As
the 2012 meta-horror movie Cabin in the Woods reminds us, there
is no greater -- or more isolated -- locale for terror than, well, a cabin in
the woods.
One
of the greatest horror films ever made, The Evil Dead (1983), charted that
particular territory brilliantly, but the subject of this blog post involves TV series that utilize the location.
The
isolated cabin in the woods is the central battlefield, for example, in the
classic The Twilight Zone (1959-1964) episode, “The Invaders,” which involves
a lonely woman (Agnes Moorehead) attacked by tiny, malevolent beings. These
monstrous invaders turn out to be human astronauts.
A
memorable episode of Ghost Story/Circle of Fear
(1972-1973) called “Doorway to Death” involves two children taking a mystical
doorway from a haunted city apartment in San Francisco to a wintry landscape. There,
in the woods -- at a cabin, naturally -- a killer is seen chopping wood with an
axe. The doorway is literally, a portal to death.
One
of the greatest The X-Files (1993-2002) episodes of its first season, “Darkness
Falls,” finds Agent Scully (Gillian Anderson) and Agent Mulder (David Duchovny)
trapped in a cabin in the woods in the Pacific Northwest as flesh-eating,
prehistoric insects attack. The bugs emerge at night, but are repelled by
light. In a suspenseful scene, Mulder and Scully must depend on a single, dangling light bulb, and a faulty generator, to keep them alive.
In
Chris Carter’s Millennium (1996-1999), the leader of the Millennium Group
played by R.G. Armstrong is seen to be living in a remote cabin in the woods in
the early second season episode, “Beware of the Dog.” Frank Black (Lance Henriksen)

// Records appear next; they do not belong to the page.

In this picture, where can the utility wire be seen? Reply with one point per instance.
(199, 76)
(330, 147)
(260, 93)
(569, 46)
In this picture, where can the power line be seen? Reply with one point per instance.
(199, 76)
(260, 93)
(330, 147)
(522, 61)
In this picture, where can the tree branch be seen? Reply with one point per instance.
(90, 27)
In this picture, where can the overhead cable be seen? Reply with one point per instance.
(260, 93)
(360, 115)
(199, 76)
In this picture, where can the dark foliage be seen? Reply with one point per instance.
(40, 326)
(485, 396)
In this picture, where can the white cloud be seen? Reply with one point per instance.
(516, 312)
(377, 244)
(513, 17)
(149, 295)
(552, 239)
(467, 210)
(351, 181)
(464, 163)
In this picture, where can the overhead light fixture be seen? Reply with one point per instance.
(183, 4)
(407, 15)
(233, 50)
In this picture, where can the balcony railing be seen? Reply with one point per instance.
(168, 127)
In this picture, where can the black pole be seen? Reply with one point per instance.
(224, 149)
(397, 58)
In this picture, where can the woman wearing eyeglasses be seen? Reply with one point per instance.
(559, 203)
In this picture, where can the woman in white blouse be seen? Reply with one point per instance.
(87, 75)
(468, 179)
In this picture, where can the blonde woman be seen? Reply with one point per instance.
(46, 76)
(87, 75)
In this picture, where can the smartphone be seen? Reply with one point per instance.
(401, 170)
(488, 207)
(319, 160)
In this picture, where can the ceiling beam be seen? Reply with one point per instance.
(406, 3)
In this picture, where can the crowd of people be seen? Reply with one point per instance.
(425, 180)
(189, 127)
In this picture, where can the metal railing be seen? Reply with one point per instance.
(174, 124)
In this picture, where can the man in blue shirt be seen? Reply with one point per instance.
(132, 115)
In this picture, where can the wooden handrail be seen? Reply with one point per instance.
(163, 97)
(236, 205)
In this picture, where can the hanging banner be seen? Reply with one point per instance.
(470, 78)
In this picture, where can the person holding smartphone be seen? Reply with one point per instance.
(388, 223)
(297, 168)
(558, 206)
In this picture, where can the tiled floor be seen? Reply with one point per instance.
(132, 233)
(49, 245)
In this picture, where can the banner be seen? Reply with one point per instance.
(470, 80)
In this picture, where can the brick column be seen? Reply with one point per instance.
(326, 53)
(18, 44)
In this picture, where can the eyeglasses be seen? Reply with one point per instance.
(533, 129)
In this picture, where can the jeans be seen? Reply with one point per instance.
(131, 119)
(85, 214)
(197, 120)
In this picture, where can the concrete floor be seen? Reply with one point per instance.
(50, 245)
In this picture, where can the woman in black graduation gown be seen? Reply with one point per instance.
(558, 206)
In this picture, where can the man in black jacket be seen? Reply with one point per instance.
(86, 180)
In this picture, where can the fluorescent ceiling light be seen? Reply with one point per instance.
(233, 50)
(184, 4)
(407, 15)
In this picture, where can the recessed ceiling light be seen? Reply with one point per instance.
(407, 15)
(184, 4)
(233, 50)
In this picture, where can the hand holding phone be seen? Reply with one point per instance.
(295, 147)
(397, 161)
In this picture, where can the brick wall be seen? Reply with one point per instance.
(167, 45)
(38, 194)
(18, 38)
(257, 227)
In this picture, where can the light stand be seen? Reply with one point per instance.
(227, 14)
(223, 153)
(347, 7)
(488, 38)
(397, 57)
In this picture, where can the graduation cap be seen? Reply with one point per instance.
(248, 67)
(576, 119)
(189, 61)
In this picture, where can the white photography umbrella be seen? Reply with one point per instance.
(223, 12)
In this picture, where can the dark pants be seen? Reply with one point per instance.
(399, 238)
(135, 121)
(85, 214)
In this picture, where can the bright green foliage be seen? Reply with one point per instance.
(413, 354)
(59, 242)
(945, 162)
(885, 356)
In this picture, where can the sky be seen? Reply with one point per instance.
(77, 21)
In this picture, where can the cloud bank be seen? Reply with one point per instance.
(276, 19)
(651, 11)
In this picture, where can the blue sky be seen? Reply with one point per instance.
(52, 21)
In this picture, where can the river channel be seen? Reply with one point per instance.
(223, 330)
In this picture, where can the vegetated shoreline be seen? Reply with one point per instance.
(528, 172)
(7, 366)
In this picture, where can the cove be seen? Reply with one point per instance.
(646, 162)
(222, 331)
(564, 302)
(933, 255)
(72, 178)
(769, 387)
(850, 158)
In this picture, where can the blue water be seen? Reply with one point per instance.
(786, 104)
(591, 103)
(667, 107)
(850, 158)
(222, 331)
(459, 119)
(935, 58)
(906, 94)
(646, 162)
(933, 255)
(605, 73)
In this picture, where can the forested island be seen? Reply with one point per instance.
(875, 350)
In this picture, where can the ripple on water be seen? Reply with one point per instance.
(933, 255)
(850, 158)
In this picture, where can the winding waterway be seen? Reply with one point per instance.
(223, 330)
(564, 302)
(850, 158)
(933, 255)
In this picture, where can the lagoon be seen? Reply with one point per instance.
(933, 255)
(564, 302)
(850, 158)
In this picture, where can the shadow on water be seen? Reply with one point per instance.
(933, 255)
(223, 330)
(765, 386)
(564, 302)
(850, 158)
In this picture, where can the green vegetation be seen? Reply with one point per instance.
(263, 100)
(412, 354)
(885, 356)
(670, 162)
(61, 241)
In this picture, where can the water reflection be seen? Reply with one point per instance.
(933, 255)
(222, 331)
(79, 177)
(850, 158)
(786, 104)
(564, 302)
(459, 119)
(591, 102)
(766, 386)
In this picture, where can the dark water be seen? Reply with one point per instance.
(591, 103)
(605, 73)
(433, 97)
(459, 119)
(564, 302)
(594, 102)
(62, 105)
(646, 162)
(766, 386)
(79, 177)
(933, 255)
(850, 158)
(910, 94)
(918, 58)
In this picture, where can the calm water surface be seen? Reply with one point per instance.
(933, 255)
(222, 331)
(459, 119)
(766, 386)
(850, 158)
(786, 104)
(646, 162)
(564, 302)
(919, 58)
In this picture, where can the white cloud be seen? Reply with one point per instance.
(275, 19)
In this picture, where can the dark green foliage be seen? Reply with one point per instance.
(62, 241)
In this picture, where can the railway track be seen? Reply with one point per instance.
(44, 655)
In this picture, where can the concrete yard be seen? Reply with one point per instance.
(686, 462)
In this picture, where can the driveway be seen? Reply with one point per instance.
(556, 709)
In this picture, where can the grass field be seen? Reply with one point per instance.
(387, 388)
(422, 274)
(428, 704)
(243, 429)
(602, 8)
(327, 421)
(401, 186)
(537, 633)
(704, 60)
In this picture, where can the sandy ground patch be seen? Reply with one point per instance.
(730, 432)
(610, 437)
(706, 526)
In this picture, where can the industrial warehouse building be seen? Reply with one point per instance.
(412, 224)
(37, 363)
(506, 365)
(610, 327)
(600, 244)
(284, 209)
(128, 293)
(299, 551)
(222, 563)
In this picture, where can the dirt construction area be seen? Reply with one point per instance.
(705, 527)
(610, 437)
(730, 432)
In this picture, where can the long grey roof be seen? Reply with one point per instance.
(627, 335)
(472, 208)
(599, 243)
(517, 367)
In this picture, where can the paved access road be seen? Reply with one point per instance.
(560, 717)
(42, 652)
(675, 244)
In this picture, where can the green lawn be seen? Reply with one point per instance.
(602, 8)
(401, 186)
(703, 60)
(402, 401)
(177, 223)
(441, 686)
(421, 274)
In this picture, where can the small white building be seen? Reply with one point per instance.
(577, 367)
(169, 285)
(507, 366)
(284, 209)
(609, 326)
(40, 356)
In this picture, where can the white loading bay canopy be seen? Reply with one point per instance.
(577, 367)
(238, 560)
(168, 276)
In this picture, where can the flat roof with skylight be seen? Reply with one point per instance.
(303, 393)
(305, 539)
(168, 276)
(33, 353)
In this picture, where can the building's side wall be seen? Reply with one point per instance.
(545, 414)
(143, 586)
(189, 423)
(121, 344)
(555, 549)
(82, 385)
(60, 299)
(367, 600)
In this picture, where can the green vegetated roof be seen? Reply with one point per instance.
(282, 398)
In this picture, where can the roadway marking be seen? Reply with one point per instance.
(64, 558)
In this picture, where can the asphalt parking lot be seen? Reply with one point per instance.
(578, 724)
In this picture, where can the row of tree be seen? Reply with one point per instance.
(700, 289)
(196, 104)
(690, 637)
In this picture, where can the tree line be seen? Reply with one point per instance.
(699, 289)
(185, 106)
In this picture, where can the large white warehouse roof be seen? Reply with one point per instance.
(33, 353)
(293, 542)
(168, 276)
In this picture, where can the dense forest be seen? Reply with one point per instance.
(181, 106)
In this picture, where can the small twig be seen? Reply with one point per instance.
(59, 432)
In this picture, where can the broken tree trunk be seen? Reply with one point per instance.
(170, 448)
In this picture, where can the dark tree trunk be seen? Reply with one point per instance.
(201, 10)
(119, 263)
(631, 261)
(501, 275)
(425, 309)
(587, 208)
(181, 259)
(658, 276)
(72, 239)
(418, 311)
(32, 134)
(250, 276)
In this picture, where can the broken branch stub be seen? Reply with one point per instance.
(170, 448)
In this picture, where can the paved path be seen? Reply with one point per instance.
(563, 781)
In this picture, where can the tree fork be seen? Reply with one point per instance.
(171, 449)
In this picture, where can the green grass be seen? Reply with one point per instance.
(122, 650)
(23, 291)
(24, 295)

is sent by the Group to encounter him.
A
cabin in the woods has also been a sanctuary, on more than one occasion, for the living, during the zombie
apocalypse in AMC’s original series, The Walking Dead (2010 -- ), and of
course, Ash vs. The Evil Dead (2015 - ) has revisited the notorious
cabin in the woods where all the horror of Sam Raimi’s Deadites first began.